Kemudian aku menuntunnya untuk membaca dan menghafalkan beberapa doa, seperti doa makan, doa tidur, dan doa belajar. Aku membacakannya dan aku meminta ia mengulanginya. Aku bacakan beberapa kali dan hebatnya Adam dapat menghafalnya dengan sangat baik.
“Wah, Adam keren banget! Ini hadiah untuk Adam.” Aku memberikan vitamin dan susu untuk Adam. Ia menerimanya dengan senang hati.
Selanjutnya aku pun bersiap untuk pulang. Aku mengajak Adam untuk keluar bersama, tetapi Adam menggeleng. Mungkin ia masih ingin bermain-main sebentar di taman. Taman ini juga tidak terlalu jauh dari pemukiman warga, yang mungkin dekat dengan tempat tinggal Adam. Aku mengingatkannya agar tidak pulang terlalu siang, kemudian aku segera pulang.
Minggu selanjutnya, aku melihat Adam sudah tiba di taman sangat pagi, bahkan sebelum para relawan tiba di taman. Aku mengapresiasi semangatnya. Ia pun tak segan membantu kami untuk menyiapkan beberapa peralatan yang diperlukan. Ia memang anak yang sangat baik dan patuh, meski agak sedikit murung. Minggu-minggu selanjutnya ia selalu datang di waktu yang sama dan membantu kami.

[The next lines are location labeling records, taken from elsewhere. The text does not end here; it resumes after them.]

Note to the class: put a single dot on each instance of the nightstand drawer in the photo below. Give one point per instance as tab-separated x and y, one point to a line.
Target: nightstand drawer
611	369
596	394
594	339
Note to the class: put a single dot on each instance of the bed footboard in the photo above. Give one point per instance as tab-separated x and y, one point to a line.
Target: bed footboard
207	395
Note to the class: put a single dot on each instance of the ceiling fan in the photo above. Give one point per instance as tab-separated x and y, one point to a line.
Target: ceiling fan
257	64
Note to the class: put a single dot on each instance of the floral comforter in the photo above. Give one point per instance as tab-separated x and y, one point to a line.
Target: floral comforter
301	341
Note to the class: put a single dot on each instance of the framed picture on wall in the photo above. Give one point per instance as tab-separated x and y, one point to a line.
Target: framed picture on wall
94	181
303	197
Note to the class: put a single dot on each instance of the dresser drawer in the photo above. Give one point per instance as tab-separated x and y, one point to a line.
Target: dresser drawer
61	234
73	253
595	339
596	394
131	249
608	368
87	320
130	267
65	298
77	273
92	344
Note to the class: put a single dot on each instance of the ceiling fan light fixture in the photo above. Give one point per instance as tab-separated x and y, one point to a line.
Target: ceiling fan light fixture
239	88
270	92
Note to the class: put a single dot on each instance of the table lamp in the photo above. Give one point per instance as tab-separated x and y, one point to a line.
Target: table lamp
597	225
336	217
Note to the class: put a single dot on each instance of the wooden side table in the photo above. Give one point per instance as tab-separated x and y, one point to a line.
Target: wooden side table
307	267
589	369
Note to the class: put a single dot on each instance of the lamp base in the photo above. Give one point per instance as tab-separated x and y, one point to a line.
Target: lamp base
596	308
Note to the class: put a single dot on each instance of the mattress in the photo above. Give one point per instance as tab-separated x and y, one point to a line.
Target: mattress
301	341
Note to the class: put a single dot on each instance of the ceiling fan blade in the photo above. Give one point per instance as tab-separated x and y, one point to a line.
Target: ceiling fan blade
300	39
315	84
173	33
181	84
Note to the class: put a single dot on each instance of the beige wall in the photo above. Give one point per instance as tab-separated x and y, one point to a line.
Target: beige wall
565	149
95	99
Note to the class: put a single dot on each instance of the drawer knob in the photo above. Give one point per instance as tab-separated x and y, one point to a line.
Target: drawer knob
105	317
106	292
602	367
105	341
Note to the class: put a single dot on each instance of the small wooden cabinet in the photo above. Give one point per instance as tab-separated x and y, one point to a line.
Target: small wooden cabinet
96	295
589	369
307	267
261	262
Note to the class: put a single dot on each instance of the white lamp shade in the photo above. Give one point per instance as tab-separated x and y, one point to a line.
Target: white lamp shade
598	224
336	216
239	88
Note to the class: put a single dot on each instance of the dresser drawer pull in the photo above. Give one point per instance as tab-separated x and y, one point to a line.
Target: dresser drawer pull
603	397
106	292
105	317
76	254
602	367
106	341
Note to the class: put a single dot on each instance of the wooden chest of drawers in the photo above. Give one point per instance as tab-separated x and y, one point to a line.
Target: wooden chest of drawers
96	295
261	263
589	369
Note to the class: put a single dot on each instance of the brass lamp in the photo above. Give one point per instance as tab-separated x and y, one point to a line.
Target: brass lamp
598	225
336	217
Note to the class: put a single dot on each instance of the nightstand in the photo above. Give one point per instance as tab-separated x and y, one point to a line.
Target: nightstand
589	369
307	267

Waktu berjalan tanpa terasa. Kegiatan pengabdian kami berjalan dengan lancar dan menyenangkan. Aku sangat beruntung bisa mengambil peran di sini.
Suatu waktu, di saat aku sedang mengajar, tiba-tiba Mama meneleponku dan mengabari bahwa Bi Yati, asisten rumah tangga kami positif COVID. Mama memintaku segera pulang untuk melakukan tes PCR (Polymerase Chain Reaction). Aku berusaha menjelaskan kepadanya bahwa agendaku belum selesai. Namun kepanikan telanjur menguasainya. Akhirnya di tengah mengajar, aku pun pulang dengan terburu-buru.
Sesampainya di rumah, ternyata sudah ada dokter dan perawat dari rumah sakit tempat kami biasa berobat. Bi Yati sudah dibawa ke wisma atlet untuk melakukan karantina. Aku pun segera dites. Kata Mama, kemungkinan tertular saat pergi ke pasar. Positifnya Bi Yati membuat Mama melarangku untuk pergi kemana pun. Aku cukup sedih, tetapi tak bisa menolak. Sebab, ini semua demi kebaikan bersama.
Siang itu kami begitu panik dan cemas menunggu hasil tes yang baru keluar dua hari kemudian. Aku juga merasa lebih lelah dari biasanya. Aku langsung tertidur setelah dites dan baru terbangun pada keesokan harinya. Saat hendak memeriksa ponsel, aku tidak berhasil menemukannya. Mama dan Papa mencoba menghubungi, tetapi ponselku mati. Setelah aku mengingat-ingat, sepertinya ponselku tertinggal di taman saat aku terburu-buru pulang. Aku pun menghubungi temanku lewat ponsel Mama. Aku menjelaskan terkait kondisiku dan bertanya terkait ponselku yang tertinggal.
“Kemarin pas beres-beres kita gak liat ponselmu, Ra.”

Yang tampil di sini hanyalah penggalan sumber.